In retrospect, the scene where the ape throws up the rotating bone symbolizing the first tool used to kill segwaying into the space station (also rotating in the same manner as the bone) has to be one of the most intense moments of movie history. But all that came later. Maybe one day Siri will disobey me like Hal. I'm sorry Michael, I can't help you with that. This marina is near you.
I remember watching the movie "Patton" in a movie theater. I remember asking my parents if the Americans won the war. They told me the Germans were winning the war initially, but the Americans eventually were victorious. I later learned that this was a good thing--despite my German grandmother's blood sausage.
I remember watching "Midnight Cowboy" in a drive-in theater with my parents. I sure as hell didn't understand what was going on at the time. I can only imagine that my parents must have been squirming during some of the scenes.
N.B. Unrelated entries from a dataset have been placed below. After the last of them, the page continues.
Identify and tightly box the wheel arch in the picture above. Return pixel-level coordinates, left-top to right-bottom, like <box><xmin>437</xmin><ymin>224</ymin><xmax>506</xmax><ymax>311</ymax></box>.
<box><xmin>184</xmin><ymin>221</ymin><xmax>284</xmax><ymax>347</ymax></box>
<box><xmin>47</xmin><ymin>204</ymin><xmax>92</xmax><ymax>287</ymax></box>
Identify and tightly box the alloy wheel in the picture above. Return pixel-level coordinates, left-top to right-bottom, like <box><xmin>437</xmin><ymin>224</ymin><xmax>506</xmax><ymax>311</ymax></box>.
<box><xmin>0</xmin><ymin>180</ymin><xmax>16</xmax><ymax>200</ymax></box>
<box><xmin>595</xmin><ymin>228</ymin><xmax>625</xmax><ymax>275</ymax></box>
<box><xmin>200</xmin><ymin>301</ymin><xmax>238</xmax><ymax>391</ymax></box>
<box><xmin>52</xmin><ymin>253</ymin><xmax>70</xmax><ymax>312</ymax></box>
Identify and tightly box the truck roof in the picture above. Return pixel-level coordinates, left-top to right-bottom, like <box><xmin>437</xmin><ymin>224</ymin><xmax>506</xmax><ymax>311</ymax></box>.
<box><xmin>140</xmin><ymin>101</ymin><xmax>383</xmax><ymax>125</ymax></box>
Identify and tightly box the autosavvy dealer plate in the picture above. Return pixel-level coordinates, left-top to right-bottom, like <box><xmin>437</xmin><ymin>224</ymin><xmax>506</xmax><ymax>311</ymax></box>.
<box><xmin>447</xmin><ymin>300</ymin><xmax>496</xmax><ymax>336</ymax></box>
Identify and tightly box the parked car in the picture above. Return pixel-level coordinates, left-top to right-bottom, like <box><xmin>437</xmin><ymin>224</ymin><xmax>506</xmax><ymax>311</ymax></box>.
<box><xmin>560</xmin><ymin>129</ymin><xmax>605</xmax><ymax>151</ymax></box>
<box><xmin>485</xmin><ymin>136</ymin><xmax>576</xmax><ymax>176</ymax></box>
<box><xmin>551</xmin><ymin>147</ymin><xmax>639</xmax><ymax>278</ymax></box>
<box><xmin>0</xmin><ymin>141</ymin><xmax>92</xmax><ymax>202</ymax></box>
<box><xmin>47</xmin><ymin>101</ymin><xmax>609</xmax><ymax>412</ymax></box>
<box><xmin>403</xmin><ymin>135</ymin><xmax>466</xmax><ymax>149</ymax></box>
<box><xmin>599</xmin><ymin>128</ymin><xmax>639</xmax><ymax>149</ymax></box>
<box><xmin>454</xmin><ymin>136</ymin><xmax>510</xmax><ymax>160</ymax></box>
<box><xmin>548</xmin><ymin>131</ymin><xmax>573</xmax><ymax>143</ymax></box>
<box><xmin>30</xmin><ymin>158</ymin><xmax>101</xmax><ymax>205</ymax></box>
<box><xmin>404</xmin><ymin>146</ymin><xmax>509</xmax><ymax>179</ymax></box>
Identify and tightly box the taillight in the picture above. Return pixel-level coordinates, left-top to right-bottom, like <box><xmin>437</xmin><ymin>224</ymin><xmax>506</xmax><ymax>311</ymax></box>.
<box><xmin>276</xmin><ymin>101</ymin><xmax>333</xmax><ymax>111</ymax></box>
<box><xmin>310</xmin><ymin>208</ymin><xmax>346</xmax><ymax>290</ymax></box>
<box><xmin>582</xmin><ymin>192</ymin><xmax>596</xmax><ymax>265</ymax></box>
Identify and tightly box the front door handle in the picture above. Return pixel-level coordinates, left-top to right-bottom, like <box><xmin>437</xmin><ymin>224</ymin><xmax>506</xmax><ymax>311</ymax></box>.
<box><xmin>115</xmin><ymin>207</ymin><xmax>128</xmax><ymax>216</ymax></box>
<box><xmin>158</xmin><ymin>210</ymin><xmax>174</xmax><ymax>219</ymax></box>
But no problem, Dad, I didn't understand anything that was going on at the time. I wasn't hip to prostitution or oral sex. In fact, I probably wouldn't have been hip to most things going on in that movie until my late 30s. We must have watched that movie in my parents' VW bus which lacked air-conditioning. I think the AMC Gremlin came later.
I remember visiting other relatives in Kansas City in that bus. In K.C. my relatives were watching TV and a band called the "Grateful Dead" was playing. (This was probably during the 1970s). I remember thinking how strange that name was. Death seemed the worst thing imaginable at the time. The juxtaposition of the word "dead" with "grateful" just didn't make sense. It still doesn't. I think it was explained to me that the people in this band did drugs which explained the death connection. Drugs scared the hell out of me back then--and still does. I remember my parents showing me the anti-drug promos: people jumping out of buildings on acid. Art Linkletter's daughter killing herself while she was high.
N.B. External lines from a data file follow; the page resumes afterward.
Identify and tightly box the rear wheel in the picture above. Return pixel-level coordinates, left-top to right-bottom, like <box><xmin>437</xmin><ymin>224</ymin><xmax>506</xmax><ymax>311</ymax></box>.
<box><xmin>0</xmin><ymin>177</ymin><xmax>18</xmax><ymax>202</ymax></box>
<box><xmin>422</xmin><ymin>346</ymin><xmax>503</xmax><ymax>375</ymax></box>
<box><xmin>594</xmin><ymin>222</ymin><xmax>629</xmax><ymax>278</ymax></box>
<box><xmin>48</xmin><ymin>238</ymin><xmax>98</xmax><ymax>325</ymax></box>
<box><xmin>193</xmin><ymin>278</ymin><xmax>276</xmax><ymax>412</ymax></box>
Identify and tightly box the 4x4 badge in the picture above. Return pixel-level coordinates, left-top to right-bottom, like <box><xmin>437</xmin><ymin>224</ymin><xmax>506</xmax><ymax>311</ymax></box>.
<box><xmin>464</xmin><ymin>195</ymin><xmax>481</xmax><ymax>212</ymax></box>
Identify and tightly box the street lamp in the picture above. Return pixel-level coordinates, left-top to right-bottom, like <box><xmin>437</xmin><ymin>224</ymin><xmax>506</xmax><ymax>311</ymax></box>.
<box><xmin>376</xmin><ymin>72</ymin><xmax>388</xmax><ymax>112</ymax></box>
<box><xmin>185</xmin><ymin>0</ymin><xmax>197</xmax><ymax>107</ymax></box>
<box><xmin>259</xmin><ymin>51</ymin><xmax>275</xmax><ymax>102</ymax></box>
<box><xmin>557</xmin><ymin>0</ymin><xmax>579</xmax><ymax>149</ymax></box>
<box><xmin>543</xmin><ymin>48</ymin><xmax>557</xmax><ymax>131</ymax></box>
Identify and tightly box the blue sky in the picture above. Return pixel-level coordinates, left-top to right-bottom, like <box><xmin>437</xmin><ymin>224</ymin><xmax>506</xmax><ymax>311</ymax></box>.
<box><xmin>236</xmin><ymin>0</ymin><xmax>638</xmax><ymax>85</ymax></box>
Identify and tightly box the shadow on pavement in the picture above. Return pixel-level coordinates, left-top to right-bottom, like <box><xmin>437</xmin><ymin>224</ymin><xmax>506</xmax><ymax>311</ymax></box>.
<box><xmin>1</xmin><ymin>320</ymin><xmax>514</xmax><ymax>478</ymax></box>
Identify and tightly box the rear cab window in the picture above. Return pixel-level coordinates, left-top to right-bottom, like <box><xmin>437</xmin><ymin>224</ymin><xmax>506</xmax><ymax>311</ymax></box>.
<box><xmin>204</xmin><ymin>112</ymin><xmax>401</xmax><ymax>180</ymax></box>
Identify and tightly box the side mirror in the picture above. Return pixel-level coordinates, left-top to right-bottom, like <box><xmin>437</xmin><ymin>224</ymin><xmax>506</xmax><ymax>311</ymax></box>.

Despite the ubiquitous anti-drug messages, there were alot of drug references around, had a I looked. I remember the kids TV show HR Puffinstuff,. "HR Puffinstuff--who is your friend when things get rough?" The land where Mr. Puffinstuff lived had all kinds of surrealistic creatures and mushroom shaped houses as I recall. And of course, Peter Paul and Mary's "Puff the Magic Dragon." Who was befriended by Little Jackie "Paper." Even my parents listened to that album.
Vietnam, drugs and death. I remember my father befriending a young catholic priest at the time. (My dad taught at a catholic high school). I remember that young priest buying me a model submarine. Years later, I learned that that priest had been somewhat influential nationally in anti-war activities connected to the Persian Gulf conflicts. When I graduated from a Catholic college in the 1980s that priest was at the graduation (he taught at the university) and I reminded him of the submarine gift many years ago. He did not remember it. Indeed, he was shocked by the idea that he would have given some young impressionable mind a gift symbolizing warfare. He remarked (sarcastically that he hoped it didn't influence my decision to go into ROTC. All I can say now is that it did not. It was the video of lima bean shaped bombs dropped in the jungle which tipped the scales:-) Some people have no sense of humor. He probably would fight me to prevent me from fighting with other people. You know the type.
All I can say is that it's freaking hot out.